Know Your Olive Oils- Part 2- The degustation

"Every year, a team of expert tasters gathers around a table at Fortnum & Mason to perform an important ritual – the tasting and selection of the new harvest of olive oil." To my amazement, I was kindly asked to join in. The process sounded intriguing so armed with a dose of courage I made my way to Fortnum & Mason's crypt.

I was told, "As with every other comestible that changes with the seasons, a crop of olive oil can taste entirely different from one year to the next, so a thorough tasting is essential to ensure that this year’s selection is the best that is available. This year more than 100 oils have been tasted by Fortnum’s savoury grocery buyer, Sam Rosen-Nash, some of Fortnum & Mason’s finest suppliers and a team of helpers."
Olive Oil is best tasted at ambient temperature which is around 28C so before tasting you warm your sample with one hand and cover it with the other to trap the smell in. Good oil should smell fresh, green and vegetable like.

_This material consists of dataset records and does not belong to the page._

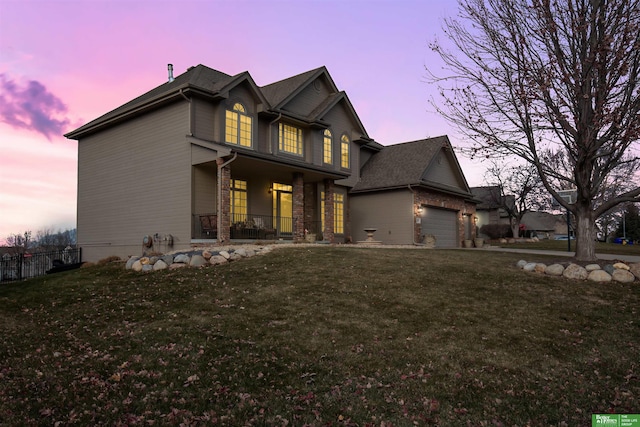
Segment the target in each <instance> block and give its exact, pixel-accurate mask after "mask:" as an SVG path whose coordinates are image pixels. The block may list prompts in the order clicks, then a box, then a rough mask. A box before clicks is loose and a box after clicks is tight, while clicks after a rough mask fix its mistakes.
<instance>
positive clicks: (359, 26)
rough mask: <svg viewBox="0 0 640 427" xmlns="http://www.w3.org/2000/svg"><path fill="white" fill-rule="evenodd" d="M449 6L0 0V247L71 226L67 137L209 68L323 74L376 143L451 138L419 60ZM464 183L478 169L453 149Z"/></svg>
mask: <svg viewBox="0 0 640 427" xmlns="http://www.w3.org/2000/svg"><path fill="white" fill-rule="evenodd" d="M456 13H457V3H456V1H455V0H430V1H426V0H411V1H409V0H372V1H368V0H367V1H365V0H298V1H294V0H290V1H288V0H280V1H270V0H260V1H258V0H255V1H253V0H236V1H231V0H229V1H226V0H209V1H205V0H200V1H189V0H187V1H177V0H175V1H162V0H160V1H158V0H138V1H128V0H111V1H93V0H85V1H80V0H68V1H67V0H65V1H48V0H39V1H33V0H15V1H14V0H0V85H1V87H0V110H1V111H0V243H1V242H2V240H4V238H5V237H7V236H9V235H10V234H12V233H21V232H24V231H26V230H31V231H32V232H33V233H34V234H35V233H36V232H37V231H38V230H41V229H43V228H50V229H53V230H54V231H56V230H58V229H66V228H74V227H75V216H76V188H77V186H76V177H77V142H76V141H73V140H67V139H66V138H64V137H63V136H62V135H63V134H64V133H66V132H69V131H71V130H73V129H75V128H77V127H79V126H80V125H82V124H84V123H86V122H88V121H90V120H93V119H94V118H96V117H98V116H100V115H102V114H104V113H106V112H108V111H110V110H112V109H114V108H116V107H118V106H119V105H121V104H123V103H125V102H127V101H129V100H131V99H133V98H134V97H136V96H138V95H141V94H142V93H144V92H146V91H148V90H150V89H152V88H154V87H156V86H158V85H159V84H162V83H163V82H164V81H166V78H167V64H168V63H172V64H174V70H175V71H174V73H175V74H176V75H178V74H181V73H183V72H184V71H186V69H187V68H188V67H190V66H193V65H197V64H204V65H207V66H209V67H211V68H215V69H218V70H220V71H222V72H225V73H227V74H231V75H233V74H236V73H239V72H242V71H249V73H250V74H251V76H252V77H253V78H254V80H255V81H256V83H257V84H258V85H259V86H263V85H266V84H269V83H272V82H275V81H278V80H281V79H284V78H287V77H290V76H293V75H296V74H299V73H302V72H304V71H308V70H310V69H313V68H317V67H319V66H322V65H324V66H326V67H327V68H328V70H329V73H330V74H331V76H332V77H333V79H334V81H335V83H336V85H337V86H338V88H339V89H340V90H344V91H346V92H347V94H348V96H349V98H350V100H351V102H352V103H353V105H354V107H355V109H356V112H357V113H358V115H359V116H360V119H361V121H362V123H363V124H364V126H365V128H366V129H367V132H368V133H369V136H371V137H372V138H374V139H375V140H376V141H378V142H380V143H381V144H384V145H389V144H394V143H399V142H404V141H412V140H416V139H422V138H425V137H434V136H438V135H443V134H447V135H449V137H450V139H451V142H452V143H453V145H454V146H461V145H464V144H466V142H465V141H463V140H462V139H461V138H460V137H459V136H458V134H457V131H456V129H454V128H452V127H451V126H449V125H448V124H447V123H446V122H445V121H444V120H443V119H442V118H440V117H439V116H438V115H437V114H435V113H434V112H433V109H432V107H431V106H430V105H429V103H428V100H429V98H430V97H431V96H432V93H433V94H434V96H435V88H434V87H432V86H430V85H428V84H427V83H425V76H426V73H425V68H424V67H425V65H426V64H428V65H430V66H431V65H433V64H434V63H437V62H438V61H439V59H438V57H437V56H436V55H435V54H433V53H432V52H431V50H430V49H429V42H430V41H433V40H434V38H436V37H440V38H442V30H441V20H442V19H443V18H444V17H447V16H454V15H455V14H456ZM458 160H459V161H460V163H461V165H462V168H463V171H464V173H465V175H466V177H467V181H468V182H469V185H471V186H476V185H482V184H483V175H484V166H483V165H482V164H480V163H477V162H471V161H470V160H467V159H465V158H464V157H462V156H461V155H460V154H458Z"/></svg>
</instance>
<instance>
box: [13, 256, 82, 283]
mask: <svg viewBox="0 0 640 427" xmlns="http://www.w3.org/2000/svg"><path fill="white" fill-rule="evenodd" d="M81 262H82V251H81V249H80V248H76V249H73V248H67V249H60V250H56V251H48V252H36V253H21V254H15V255H9V254H5V255H3V256H2V257H0V282H10V281H14V280H24V279H31V278H33V277H39V276H44V275H45V274H46V273H47V271H49V270H51V269H52V268H54V267H58V268H60V267H61V266H65V265H66V266H69V265H74V264H79V263H81Z"/></svg>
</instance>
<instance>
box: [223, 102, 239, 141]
mask: <svg viewBox="0 0 640 427" xmlns="http://www.w3.org/2000/svg"><path fill="white" fill-rule="evenodd" d="M224 140H225V142H227V143H229V144H237V143H238V114H237V113H234V112H233V111H229V110H227V120H226V123H225V137H224Z"/></svg>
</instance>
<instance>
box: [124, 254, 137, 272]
mask: <svg viewBox="0 0 640 427" xmlns="http://www.w3.org/2000/svg"><path fill="white" fill-rule="evenodd" d="M138 259H139V258H138V257H135V256H132V257H131V258H129V259H128V260H127V264H126V265H125V268H126V269H127V270H131V269H132V268H133V263H134V262H136V261H137V260H138Z"/></svg>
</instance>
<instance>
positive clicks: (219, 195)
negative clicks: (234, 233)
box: [216, 157, 231, 242]
mask: <svg viewBox="0 0 640 427" xmlns="http://www.w3.org/2000/svg"><path fill="white" fill-rule="evenodd" d="M216 163H217V165H218V242H228V241H229V239H230V238H231V230H230V228H229V226H230V224H231V212H230V211H231V167H230V166H229V165H227V166H224V167H223V166H222V165H223V164H224V163H225V159H223V158H221V157H218V158H217V159H216Z"/></svg>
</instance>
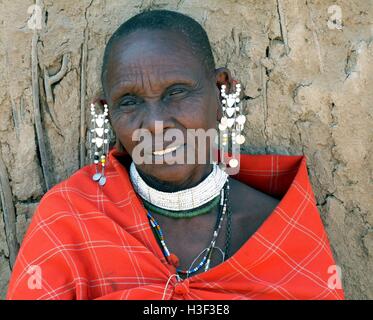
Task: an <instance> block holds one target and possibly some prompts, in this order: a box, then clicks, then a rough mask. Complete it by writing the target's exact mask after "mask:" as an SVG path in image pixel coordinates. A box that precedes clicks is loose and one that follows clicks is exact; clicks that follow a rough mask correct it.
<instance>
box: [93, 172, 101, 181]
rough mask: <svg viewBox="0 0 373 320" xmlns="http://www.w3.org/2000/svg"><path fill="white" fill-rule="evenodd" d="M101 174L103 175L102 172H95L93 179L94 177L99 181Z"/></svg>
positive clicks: (95, 180)
mask: <svg viewBox="0 0 373 320" xmlns="http://www.w3.org/2000/svg"><path fill="white" fill-rule="evenodd" d="M101 176H102V174H101V173H99V172H97V173H95V174H94V175H93V176H92V179H93V181H98V180H100V178H101Z"/></svg>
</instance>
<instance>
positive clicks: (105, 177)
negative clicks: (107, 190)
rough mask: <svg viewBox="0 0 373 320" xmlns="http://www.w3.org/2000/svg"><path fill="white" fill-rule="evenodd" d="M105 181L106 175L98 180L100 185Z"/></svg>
mask: <svg viewBox="0 0 373 320" xmlns="http://www.w3.org/2000/svg"><path fill="white" fill-rule="evenodd" d="M105 183H106V177H105V176H102V177H101V178H100V180H99V181H98V184H99V185H100V186H103V185H104V184H105Z"/></svg>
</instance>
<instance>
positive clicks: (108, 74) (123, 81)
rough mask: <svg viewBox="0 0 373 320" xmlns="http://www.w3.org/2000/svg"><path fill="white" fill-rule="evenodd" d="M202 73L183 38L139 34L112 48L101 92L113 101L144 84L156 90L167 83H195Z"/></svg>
mask: <svg viewBox="0 0 373 320" xmlns="http://www.w3.org/2000/svg"><path fill="white" fill-rule="evenodd" d="M202 70H204V68H203V65H202V61H201V60H200V59H199V57H198V56H196V55H195V54H194V52H193V50H192V48H191V46H190V44H189V42H188V41H187V40H186V38H185V37H184V35H183V34H181V33H175V32H167V31H163V30H162V31H160V30H157V31H152V30H139V31H136V32H134V33H132V34H130V35H128V36H127V37H125V38H123V39H117V41H116V43H115V44H114V45H113V47H112V50H111V51H110V54H109V56H108V63H107V69H106V74H105V79H106V82H105V84H104V85H105V88H104V89H105V92H106V93H107V94H108V95H109V97H110V100H113V101H114V100H115V99H116V97H117V95H118V94H120V93H121V94H123V90H124V91H125V90H130V89H132V90H137V89H140V88H144V87H146V86H145V83H148V84H149V85H150V86H151V87H152V88H153V89H156V86H157V85H164V84H165V83H167V82H177V81H180V82H187V81H190V82H191V81H193V80H194V81H195V80H196V78H199V77H200V76H201V74H202ZM118 91H121V92H118Z"/></svg>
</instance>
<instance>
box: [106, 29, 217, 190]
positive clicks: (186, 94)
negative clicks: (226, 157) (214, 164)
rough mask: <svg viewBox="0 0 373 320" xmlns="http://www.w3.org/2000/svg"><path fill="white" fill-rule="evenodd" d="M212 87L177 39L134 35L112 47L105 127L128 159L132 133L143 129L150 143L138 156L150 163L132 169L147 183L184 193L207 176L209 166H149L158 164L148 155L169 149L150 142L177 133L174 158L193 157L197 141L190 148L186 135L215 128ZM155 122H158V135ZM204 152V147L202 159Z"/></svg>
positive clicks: (177, 163) (194, 60) (160, 32)
mask: <svg viewBox="0 0 373 320" xmlns="http://www.w3.org/2000/svg"><path fill="white" fill-rule="evenodd" d="M215 81H216V80H215V78H214V76H213V75H212V76H208V75H207V72H206V71H205V67H204V66H203V65H202V60H201V59H200V58H199V57H197V56H195V55H194V54H193V52H192V49H191V48H190V46H189V42H188V41H187V40H186V38H184V36H183V35H182V34H178V33H175V32H169V31H159V30H157V31H148V30H139V31H136V32H134V33H132V34H130V35H129V36H127V37H125V38H124V39H120V40H117V42H116V43H115V44H114V46H113V47H112V49H111V51H110V54H109V57H108V63H107V74H106V82H105V83H104V89H105V93H106V100H107V102H108V105H109V117H110V122H111V125H112V127H113V129H114V131H115V133H116V135H117V138H118V139H119V141H120V143H121V144H122V145H123V147H124V148H125V149H126V150H127V152H128V153H129V154H130V155H133V153H132V152H133V151H134V148H135V147H136V145H138V144H139V143H140V141H136V140H134V139H133V137H132V135H133V133H134V132H135V131H137V130H138V129H145V130H148V131H149V133H150V134H151V136H152V138H153V139H152V140H153V141H152V143H151V144H150V145H149V144H148V145H147V146H146V148H145V150H144V152H145V153H149V154H150V155H151V157H153V160H154V161H153V163H151V164H136V167H137V168H138V170H139V171H140V173H142V174H143V176H144V178H145V177H147V178H148V181H154V182H156V183H158V184H164V185H167V184H169V185H174V186H180V187H188V186H190V185H195V184H196V183H197V182H199V181H200V180H201V178H202V177H204V176H205V175H206V174H207V173H208V172H209V171H210V170H211V166H210V161H209V160H208V161H207V162H204V163H197V160H195V162H196V163H194V164H193V163H192V164H187V163H184V164H183V163H175V164H168V163H156V164H155V163H154V162H155V158H157V159H158V161H159V158H160V157H159V156H156V155H153V154H152V152H153V151H158V150H162V149H166V148H167V146H168V145H170V144H171V143H172V141H163V143H162V144H157V143H156V142H155V138H156V137H157V138H159V137H164V134H166V132H167V130H169V129H178V130H180V132H182V133H183V135H184V137H185V140H184V141H183V144H184V145H183V146H182V147H181V148H182V149H179V151H178V154H181V152H180V150H183V151H184V152H182V154H183V158H184V160H185V159H186V157H185V155H186V154H187V153H190V154H194V155H196V154H197V148H198V141H196V143H195V146H194V147H193V145H192V144H191V143H188V141H187V139H186V137H187V129H198V128H201V129H204V130H205V131H207V130H208V129H210V128H214V129H215V128H216V122H217V120H218V119H219V117H220V103H219V90H218V89H217V87H216V83H215ZM155 121H162V125H163V131H162V130H161V129H162V128H160V127H157V126H156V124H155ZM143 145H144V144H143ZM145 145H146V144H145ZM209 150H210V149H209V146H208V143H206V148H204V152H206V155H207V159H209V158H208V157H209V155H210V153H209ZM175 153H176V151H174V152H173V153H172V154H173V155H175ZM161 157H162V156H161ZM165 157H166V155H165ZM132 158H133V156H132ZM179 160H180V159H179ZM135 163H136V162H135Z"/></svg>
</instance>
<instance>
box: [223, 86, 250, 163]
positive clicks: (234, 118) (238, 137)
mask: <svg viewBox="0 0 373 320" xmlns="http://www.w3.org/2000/svg"><path fill="white" fill-rule="evenodd" d="M235 89H236V91H235V93H230V94H226V92H225V90H226V85H224V84H223V85H222V86H221V96H222V98H223V99H222V101H221V102H222V104H223V117H222V118H221V119H220V123H219V131H220V135H221V137H222V140H221V144H222V146H223V148H228V140H229V138H228V135H229V133H230V136H231V141H232V148H234V147H237V146H239V145H241V144H243V143H244V142H245V137H244V136H243V135H242V134H241V132H242V130H243V127H244V124H245V122H246V117H245V116H244V115H243V114H242V110H241V106H240V105H238V103H239V102H240V98H239V95H240V93H241V84H239V83H236V85H235ZM237 165H238V160H237V159H235V158H232V159H230V160H229V166H230V167H232V168H234V167H237Z"/></svg>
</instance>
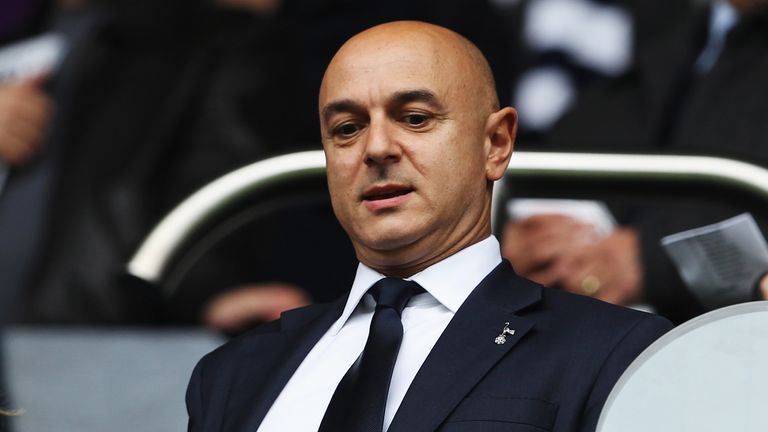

At this stage my neighbour, a vicar and friend of one of the buyer, and I were feeling equally incomfortable, beside us two, there was only another layman, a journalist, the rest of the table were all professionally linked to Olive Oil. But it was surprisingly easy to detect the various olfactory notes

 Now for the flavour, the most common taste in young oils  is the grassiness, sweet almond in more mature oils. No oil is the same and there is a wide range of flavours from sweet to very bitter, all sorts of flavours come through things like lemons, artichoke, aniseed, melons even farmyard and tobacco. The traditional taste made from fully mature olives is soft and almondy.

We tasted 15 samples, I do not envy the buyer's job after about 10 samples, my sense of taste was shot to pieces.
However the most surprising element, for me, came on swallowing, I would dare you to try this at home. It is rather amazing, swirl and swallow a spoon of olive oil. It leaves a peppery taste in your throat sometimes so strong that it makes you cough.